The government’s handling of migrants and refugees has attracted international attention. On 27 March, the government issued a decree to legalise the status of all immigrants, refugees and asylum seekers who have previously applied for a residence permit or asylum prior to the state of emergency. Evidence of having applied is recognised by the authorities as a valid residence permit. It grants the use of the national health service and a claim to benefits from the state social insurance. The applicants are also entitled to enter into employment contracts, rent apartments, open bank accounts and arrange contracts for basic services such as water and electricity. This measure is in line with the immigration and integration policy of the Socialist Party, which has been in force since the 1990s and is largely supported by the liberal-conservative president.

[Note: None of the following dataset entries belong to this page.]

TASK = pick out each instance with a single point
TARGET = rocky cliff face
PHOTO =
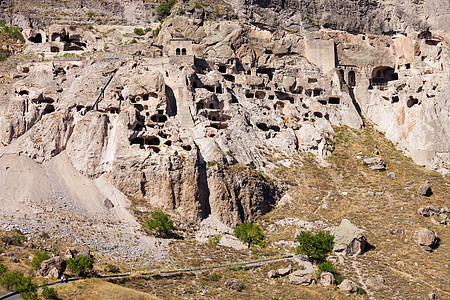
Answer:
(195, 133)
(363, 16)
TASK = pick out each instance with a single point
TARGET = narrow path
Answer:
(16, 296)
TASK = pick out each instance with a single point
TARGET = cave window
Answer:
(36, 39)
(334, 100)
(352, 78)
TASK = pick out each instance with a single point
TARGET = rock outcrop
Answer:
(349, 239)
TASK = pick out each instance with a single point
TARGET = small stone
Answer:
(348, 286)
(284, 271)
(424, 190)
(391, 175)
(427, 239)
(376, 282)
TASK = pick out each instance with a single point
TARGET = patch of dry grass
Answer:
(99, 289)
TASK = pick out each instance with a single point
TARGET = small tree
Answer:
(80, 265)
(160, 224)
(250, 234)
(315, 246)
(16, 281)
(49, 293)
(38, 258)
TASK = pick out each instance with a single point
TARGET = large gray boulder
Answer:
(301, 277)
(375, 163)
(427, 239)
(424, 190)
(349, 238)
(52, 267)
(348, 286)
(327, 279)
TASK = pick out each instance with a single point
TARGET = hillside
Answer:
(293, 115)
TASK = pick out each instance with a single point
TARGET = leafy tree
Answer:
(3, 269)
(250, 234)
(315, 246)
(327, 267)
(80, 265)
(160, 224)
(38, 258)
(16, 281)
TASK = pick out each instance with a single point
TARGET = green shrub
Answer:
(139, 31)
(49, 293)
(315, 246)
(38, 258)
(250, 234)
(80, 265)
(160, 224)
(16, 281)
(3, 269)
(110, 268)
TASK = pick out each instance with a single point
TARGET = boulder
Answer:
(424, 190)
(349, 238)
(53, 266)
(284, 271)
(303, 277)
(427, 239)
(348, 286)
(327, 279)
(375, 282)
(375, 163)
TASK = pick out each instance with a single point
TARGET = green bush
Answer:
(16, 281)
(250, 234)
(49, 293)
(3, 269)
(139, 31)
(38, 258)
(315, 246)
(160, 224)
(80, 265)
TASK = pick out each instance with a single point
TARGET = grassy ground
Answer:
(375, 203)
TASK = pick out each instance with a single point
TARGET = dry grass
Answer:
(377, 204)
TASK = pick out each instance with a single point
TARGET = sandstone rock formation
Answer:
(327, 279)
(53, 267)
(348, 286)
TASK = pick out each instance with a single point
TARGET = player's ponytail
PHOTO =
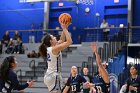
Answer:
(43, 46)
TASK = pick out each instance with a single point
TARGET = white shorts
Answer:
(54, 82)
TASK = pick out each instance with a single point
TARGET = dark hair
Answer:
(44, 44)
(5, 66)
(135, 66)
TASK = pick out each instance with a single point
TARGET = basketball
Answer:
(65, 17)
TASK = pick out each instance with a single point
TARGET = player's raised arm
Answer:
(103, 71)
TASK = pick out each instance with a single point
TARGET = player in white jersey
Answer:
(51, 49)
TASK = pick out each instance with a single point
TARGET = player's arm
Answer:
(67, 86)
(62, 38)
(56, 49)
(66, 89)
(104, 73)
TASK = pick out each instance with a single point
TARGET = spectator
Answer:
(86, 89)
(6, 38)
(74, 82)
(16, 35)
(11, 46)
(9, 77)
(33, 54)
(133, 82)
(18, 46)
(105, 26)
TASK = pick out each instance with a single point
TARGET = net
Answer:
(86, 2)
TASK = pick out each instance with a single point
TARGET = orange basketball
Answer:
(65, 17)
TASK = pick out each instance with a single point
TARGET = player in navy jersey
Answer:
(75, 82)
(133, 82)
(50, 49)
(102, 83)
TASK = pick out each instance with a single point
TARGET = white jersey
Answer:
(54, 62)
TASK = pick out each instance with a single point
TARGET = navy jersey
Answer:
(75, 83)
(100, 85)
(135, 83)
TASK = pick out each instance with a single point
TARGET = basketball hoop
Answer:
(85, 2)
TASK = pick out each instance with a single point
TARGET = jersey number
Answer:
(99, 89)
(73, 87)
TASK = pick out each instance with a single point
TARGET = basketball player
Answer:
(133, 82)
(102, 83)
(75, 81)
(51, 49)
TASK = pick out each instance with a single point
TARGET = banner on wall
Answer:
(116, 1)
(30, 1)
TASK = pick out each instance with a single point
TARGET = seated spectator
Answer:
(9, 79)
(10, 47)
(18, 46)
(86, 89)
(6, 39)
(33, 54)
(74, 82)
(105, 26)
(133, 82)
(16, 36)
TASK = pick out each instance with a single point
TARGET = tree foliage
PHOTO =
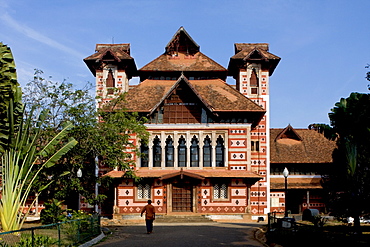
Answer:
(106, 139)
(10, 95)
(23, 154)
(348, 181)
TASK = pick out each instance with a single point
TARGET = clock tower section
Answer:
(251, 67)
(113, 67)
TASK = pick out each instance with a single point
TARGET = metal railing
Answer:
(66, 233)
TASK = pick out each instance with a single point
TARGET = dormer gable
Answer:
(109, 56)
(288, 133)
(181, 42)
(255, 54)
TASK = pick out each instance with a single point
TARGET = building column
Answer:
(163, 147)
(200, 145)
(214, 143)
(150, 151)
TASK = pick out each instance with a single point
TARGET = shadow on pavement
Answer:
(216, 234)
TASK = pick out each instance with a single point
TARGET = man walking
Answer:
(149, 216)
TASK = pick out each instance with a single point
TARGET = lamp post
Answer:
(79, 175)
(286, 174)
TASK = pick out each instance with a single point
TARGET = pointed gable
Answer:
(288, 133)
(250, 53)
(215, 95)
(182, 55)
(113, 54)
(181, 42)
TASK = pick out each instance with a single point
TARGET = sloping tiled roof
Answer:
(295, 183)
(120, 51)
(243, 50)
(215, 93)
(314, 147)
(182, 62)
(207, 173)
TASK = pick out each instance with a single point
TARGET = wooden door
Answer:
(182, 198)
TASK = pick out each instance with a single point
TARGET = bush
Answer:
(53, 212)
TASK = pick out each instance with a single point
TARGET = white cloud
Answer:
(31, 33)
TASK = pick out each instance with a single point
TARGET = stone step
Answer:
(182, 218)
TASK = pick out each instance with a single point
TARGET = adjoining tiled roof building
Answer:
(209, 144)
(307, 154)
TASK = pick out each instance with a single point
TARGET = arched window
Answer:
(207, 152)
(220, 149)
(143, 191)
(169, 152)
(110, 82)
(182, 152)
(144, 160)
(194, 152)
(157, 152)
(220, 191)
(254, 82)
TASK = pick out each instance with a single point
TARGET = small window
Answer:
(220, 149)
(220, 191)
(207, 152)
(157, 152)
(255, 146)
(143, 191)
(169, 152)
(144, 150)
(194, 152)
(182, 152)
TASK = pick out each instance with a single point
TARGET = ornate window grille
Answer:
(182, 152)
(220, 191)
(169, 152)
(194, 152)
(143, 191)
(157, 152)
(207, 152)
(220, 149)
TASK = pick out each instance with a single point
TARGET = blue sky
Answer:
(324, 45)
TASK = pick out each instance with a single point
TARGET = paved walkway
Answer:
(182, 235)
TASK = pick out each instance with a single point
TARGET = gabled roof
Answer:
(303, 146)
(216, 95)
(182, 53)
(181, 37)
(119, 51)
(112, 53)
(244, 50)
(288, 133)
(295, 183)
(252, 52)
(183, 62)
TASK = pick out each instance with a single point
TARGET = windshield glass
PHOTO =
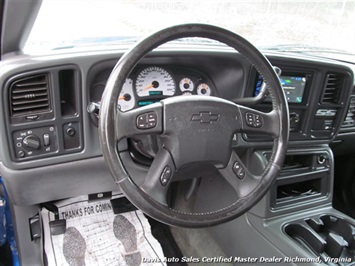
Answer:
(298, 26)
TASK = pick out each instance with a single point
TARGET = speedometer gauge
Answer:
(126, 99)
(154, 81)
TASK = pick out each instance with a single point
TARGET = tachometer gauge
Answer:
(203, 89)
(126, 99)
(186, 84)
(154, 81)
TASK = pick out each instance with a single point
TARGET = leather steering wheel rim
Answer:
(113, 121)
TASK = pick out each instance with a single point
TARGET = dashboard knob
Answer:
(31, 142)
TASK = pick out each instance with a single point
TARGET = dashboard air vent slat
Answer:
(349, 120)
(332, 88)
(29, 95)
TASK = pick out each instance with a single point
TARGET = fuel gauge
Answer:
(203, 89)
(126, 99)
(186, 84)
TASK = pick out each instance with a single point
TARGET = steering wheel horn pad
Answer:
(192, 129)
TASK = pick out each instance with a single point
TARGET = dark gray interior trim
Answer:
(58, 181)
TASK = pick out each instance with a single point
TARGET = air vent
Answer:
(332, 88)
(349, 120)
(29, 95)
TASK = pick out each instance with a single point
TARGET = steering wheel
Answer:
(192, 130)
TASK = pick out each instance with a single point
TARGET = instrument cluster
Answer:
(150, 84)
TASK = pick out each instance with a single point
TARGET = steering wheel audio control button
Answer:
(147, 120)
(238, 170)
(165, 176)
(253, 120)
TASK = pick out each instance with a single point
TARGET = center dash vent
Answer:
(29, 95)
(349, 120)
(332, 88)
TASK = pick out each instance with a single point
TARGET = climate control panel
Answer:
(32, 143)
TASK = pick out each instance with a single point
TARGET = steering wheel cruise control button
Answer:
(165, 176)
(238, 170)
(253, 120)
(148, 120)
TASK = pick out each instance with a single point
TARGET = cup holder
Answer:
(329, 237)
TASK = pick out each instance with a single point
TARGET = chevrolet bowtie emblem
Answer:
(205, 117)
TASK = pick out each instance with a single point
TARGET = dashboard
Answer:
(50, 106)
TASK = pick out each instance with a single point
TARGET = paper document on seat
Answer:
(97, 236)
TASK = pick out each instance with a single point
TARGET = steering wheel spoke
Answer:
(159, 177)
(144, 120)
(238, 176)
(257, 122)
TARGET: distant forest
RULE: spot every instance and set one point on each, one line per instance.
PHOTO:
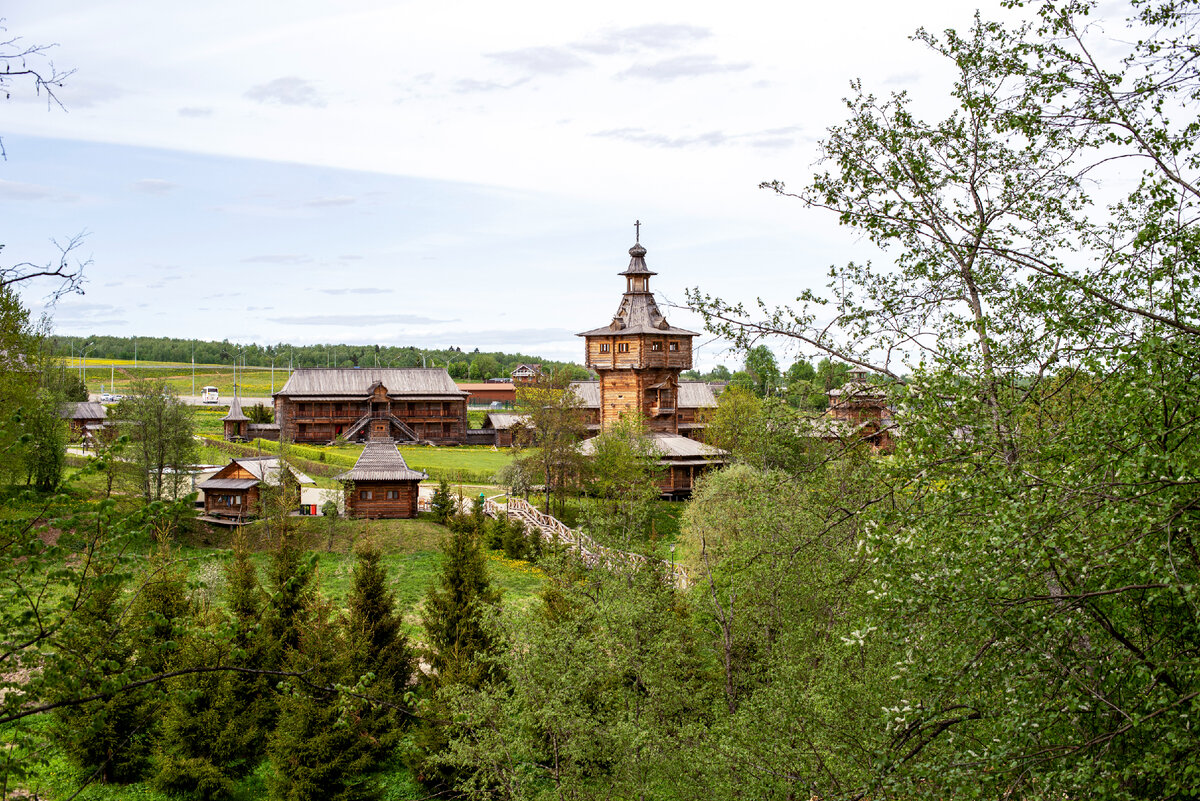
(460, 363)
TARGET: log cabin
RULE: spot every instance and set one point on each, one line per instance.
(234, 493)
(861, 410)
(381, 485)
(87, 420)
(696, 402)
(409, 404)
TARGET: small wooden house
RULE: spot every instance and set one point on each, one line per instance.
(237, 423)
(863, 409)
(381, 485)
(681, 461)
(507, 426)
(87, 420)
(234, 493)
(525, 374)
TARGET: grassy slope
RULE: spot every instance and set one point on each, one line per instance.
(412, 555)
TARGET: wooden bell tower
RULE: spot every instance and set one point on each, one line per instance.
(639, 355)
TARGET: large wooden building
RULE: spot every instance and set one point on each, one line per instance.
(695, 403)
(409, 404)
(381, 485)
(639, 356)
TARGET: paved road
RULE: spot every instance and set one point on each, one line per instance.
(195, 401)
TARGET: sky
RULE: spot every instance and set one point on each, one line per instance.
(456, 174)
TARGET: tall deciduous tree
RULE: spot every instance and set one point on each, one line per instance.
(1037, 554)
(162, 443)
(550, 439)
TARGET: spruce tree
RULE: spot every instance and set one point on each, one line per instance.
(373, 628)
(108, 738)
(215, 728)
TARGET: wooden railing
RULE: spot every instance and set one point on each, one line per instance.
(593, 554)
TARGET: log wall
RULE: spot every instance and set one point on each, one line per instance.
(378, 505)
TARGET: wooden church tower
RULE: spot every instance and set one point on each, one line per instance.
(639, 355)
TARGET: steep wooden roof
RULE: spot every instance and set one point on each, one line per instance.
(351, 383)
(673, 447)
(637, 312)
(381, 461)
(85, 410)
(265, 469)
(235, 413)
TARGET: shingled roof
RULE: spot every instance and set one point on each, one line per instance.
(235, 414)
(673, 449)
(355, 383)
(83, 410)
(265, 469)
(637, 312)
(381, 461)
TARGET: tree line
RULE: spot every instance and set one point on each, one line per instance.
(472, 365)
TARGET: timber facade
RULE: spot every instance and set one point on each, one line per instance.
(639, 357)
(381, 485)
(406, 404)
(234, 493)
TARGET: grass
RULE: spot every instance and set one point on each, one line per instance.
(412, 555)
(459, 464)
(118, 375)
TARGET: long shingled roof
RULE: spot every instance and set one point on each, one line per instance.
(355, 383)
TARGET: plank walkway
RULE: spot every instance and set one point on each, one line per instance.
(593, 554)
(552, 530)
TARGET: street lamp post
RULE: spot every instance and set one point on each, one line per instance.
(83, 359)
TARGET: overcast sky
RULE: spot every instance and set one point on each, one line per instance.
(435, 173)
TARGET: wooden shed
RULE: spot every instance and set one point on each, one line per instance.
(234, 493)
(87, 420)
(381, 485)
(235, 422)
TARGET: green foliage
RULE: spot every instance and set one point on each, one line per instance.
(443, 503)
(550, 445)
(1032, 566)
(623, 471)
(762, 369)
(456, 613)
(604, 682)
(161, 433)
(43, 441)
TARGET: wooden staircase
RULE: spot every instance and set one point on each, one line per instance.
(592, 553)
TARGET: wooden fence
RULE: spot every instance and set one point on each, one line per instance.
(593, 554)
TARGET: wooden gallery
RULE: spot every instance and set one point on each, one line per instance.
(639, 356)
(411, 404)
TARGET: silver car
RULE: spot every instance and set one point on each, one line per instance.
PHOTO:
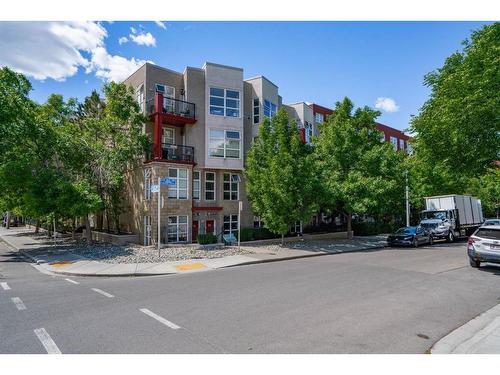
(484, 246)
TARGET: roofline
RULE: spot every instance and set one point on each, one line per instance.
(221, 66)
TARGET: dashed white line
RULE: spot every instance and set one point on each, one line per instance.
(103, 292)
(160, 319)
(19, 304)
(47, 342)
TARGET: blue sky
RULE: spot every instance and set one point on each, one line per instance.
(312, 61)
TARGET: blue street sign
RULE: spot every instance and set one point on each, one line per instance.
(167, 181)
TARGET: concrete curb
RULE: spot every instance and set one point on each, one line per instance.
(463, 339)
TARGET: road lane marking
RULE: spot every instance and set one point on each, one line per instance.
(103, 292)
(47, 342)
(160, 319)
(19, 304)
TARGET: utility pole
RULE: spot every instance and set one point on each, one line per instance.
(407, 202)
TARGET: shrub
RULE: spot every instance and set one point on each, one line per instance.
(205, 239)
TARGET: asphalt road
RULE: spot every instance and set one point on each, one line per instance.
(384, 301)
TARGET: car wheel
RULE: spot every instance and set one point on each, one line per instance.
(450, 237)
(474, 263)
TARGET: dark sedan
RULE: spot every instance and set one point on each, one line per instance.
(410, 236)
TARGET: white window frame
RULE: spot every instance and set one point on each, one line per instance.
(147, 230)
(256, 111)
(234, 178)
(224, 141)
(176, 188)
(214, 190)
(232, 219)
(224, 107)
(197, 185)
(147, 183)
(177, 225)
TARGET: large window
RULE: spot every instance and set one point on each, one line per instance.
(224, 144)
(209, 186)
(177, 228)
(231, 186)
(147, 184)
(269, 109)
(394, 142)
(224, 102)
(196, 185)
(230, 224)
(180, 189)
(256, 111)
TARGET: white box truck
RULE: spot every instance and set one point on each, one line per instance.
(451, 216)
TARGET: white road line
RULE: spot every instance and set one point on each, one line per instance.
(160, 319)
(47, 342)
(103, 292)
(19, 304)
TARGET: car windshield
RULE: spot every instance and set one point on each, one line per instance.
(408, 230)
(440, 215)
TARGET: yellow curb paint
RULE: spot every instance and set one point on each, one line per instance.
(61, 263)
(190, 266)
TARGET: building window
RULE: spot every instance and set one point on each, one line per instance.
(209, 186)
(196, 185)
(168, 136)
(139, 94)
(224, 144)
(230, 224)
(256, 111)
(269, 109)
(147, 230)
(394, 142)
(224, 102)
(147, 184)
(180, 189)
(177, 229)
(257, 222)
(231, 186)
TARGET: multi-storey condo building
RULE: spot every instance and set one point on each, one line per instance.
(202, 123)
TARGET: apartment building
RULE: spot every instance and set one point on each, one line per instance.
(196, 124)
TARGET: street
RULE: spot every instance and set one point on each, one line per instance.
(393, 300)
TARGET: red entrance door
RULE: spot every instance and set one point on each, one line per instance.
(209, 226)
(195, 230)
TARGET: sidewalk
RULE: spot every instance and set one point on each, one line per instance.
(67, 263)
(481, 335)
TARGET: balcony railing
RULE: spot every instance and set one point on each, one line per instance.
(177, 153)
(175, 107)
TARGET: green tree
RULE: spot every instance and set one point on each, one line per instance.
(280, 177)
(359, 173)
(457, 132)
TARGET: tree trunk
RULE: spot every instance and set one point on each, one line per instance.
(88, 233)
(349, 225)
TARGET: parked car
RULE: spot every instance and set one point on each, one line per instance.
(491, 222)
(410, 236)
(484, 246)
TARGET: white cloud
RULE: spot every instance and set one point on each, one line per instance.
(57, 50)
(146, 39)
(161, 24)
(386, 104)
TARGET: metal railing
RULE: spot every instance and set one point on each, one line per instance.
(177, 152)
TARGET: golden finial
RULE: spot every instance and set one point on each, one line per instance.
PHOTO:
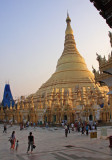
(68, 29)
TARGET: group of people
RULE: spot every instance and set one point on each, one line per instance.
(82, 127)
(15, 143)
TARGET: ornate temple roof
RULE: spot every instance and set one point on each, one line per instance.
(71, 69)
(105, 9)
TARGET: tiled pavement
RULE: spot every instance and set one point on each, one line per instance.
(51, 144)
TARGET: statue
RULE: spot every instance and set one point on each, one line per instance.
(110, 36)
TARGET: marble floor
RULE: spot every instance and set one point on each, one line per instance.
(51, 144)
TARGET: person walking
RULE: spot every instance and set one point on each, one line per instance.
(68, 127)
(66, 130)
(5, 129)
(17, 145)
(13, 139)
(30, 142)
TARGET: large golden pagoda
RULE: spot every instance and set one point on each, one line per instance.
(69, 94)
(70, 88)
(71, 70)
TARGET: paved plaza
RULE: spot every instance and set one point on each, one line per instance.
(51, 144)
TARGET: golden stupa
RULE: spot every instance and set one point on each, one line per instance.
(70, 89)
(71, 70)
(69, 94)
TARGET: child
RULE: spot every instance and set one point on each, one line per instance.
(17, 144)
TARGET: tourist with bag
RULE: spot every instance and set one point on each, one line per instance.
(30, 142)
(12, 140)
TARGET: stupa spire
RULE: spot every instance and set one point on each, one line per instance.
(68, 29)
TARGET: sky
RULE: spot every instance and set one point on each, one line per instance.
(32, 34)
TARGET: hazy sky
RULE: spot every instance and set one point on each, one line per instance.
(32, 34)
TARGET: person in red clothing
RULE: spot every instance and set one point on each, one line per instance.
(30, 142)
(13, 139)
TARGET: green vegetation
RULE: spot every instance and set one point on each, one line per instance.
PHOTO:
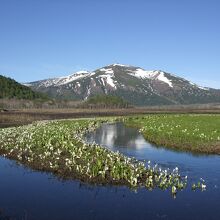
(58, 147)
(105, 101)
(194, 133)
(9, 88)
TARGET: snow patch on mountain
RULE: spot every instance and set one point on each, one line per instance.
(163, 78)
(200, 87)
(107, 79)
(156, 75)
(107, 70)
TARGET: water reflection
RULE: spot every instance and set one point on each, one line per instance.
(32, 195)
(116, 136)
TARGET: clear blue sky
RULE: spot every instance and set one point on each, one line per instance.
(46, 38)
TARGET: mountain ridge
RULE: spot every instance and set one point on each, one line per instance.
(134, 84)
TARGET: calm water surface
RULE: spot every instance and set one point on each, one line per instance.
(27, 194)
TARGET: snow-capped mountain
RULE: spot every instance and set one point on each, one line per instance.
(134, 84)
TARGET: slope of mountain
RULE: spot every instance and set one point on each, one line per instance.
(9, 88)
(133, 84)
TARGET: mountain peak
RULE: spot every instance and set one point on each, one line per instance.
(134, 84)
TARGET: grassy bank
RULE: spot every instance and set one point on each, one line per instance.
(188, 132)
(58, 147)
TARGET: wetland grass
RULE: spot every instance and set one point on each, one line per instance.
(58, 147)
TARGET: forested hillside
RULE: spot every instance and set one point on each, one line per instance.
(9, 88)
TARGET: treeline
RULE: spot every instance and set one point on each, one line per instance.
(10, 89)
(105, 101)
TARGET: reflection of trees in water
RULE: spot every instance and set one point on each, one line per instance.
(116, 135)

The decision to impose a state of emergency was made by consensus across party lines by the president, the socialist government and the parliament. The majority of social partners also expressed their support for the move in a joint statement. According to surveys, the vast majority of the population is in favour of both the state of emergency and the concrete measures against the virus. The growth rate of the number of newly infected people has steadily decreased and has been below 10 per cent since the beginning of April. The total number of infected is 16,934; the number of fatalities is 535 (as of 13 April 2020). Apparently, Portugal has managed to avert a disaster like the one that struck Spain and Italy.
Now, the question of European solidarity is on the agenda. The state budget, which has been stabilised by undergoing major sacrifices in the past 10 years, can provide the necessary funds to cope with the consequences of the economic paralysis – bankruptcy, unemployment and massive short-time work – for only a limited period of time.
At the video conference of the European Council on 26 March, Prime Minister António Costa was among those who called for a strong EU solidarity-based response to the corona crisis. In the Portuguese parliament a few days before the conference, Costa outlined his position as follows: the EU must counteract the ‘asymmetrical effects’ of the crisis caused by the pandemic. The EU’s €37bn euro package, the suspension of the 3 per cent deficit limit and the ECB’s intervention against the risk of a new sovereign debt crisis are not sufficient. Money is urgently needed to cover the exploding costs of the pandemic. ‘This is a common problem for the entire EU, and therefore we need a common response from the entire EU.’ Specifically, Costa called for a ‘large investment programme at the European level’ and the creation of so-called ‘coronabonds’, as a commitment to help countries, against a backdrop of increasing public debt, from being isolated due to the distrust of the markets.
After the video conference, António Costa was disappointed with the result. When asked about Dutch minister of finance Wobke Hoekstra’s having requested an investigation as to why some countries do not have sufficient financial capacity to cope with the economic impact of the crisis, António Costa reacted in an unusually harsh tone: ‘These statements are abhorrent […] If an EU country believes the problem can be solved by letting the virus run free in other countries, it has not understood what the EU is. This recurring pettiness undermines the EU. If the Union wants to survive, it must not allow statements like these to be made.’
António Costa will certainly maintain the country’s traditionally constructive role in the EU. However, it becomes clear that Portugal, the ‘European poster boy’, is also calling for solidarity from the wealthier member states, measures not dependent on harsh conditions imposed on the intervention countries by the Troika in the euro crisis.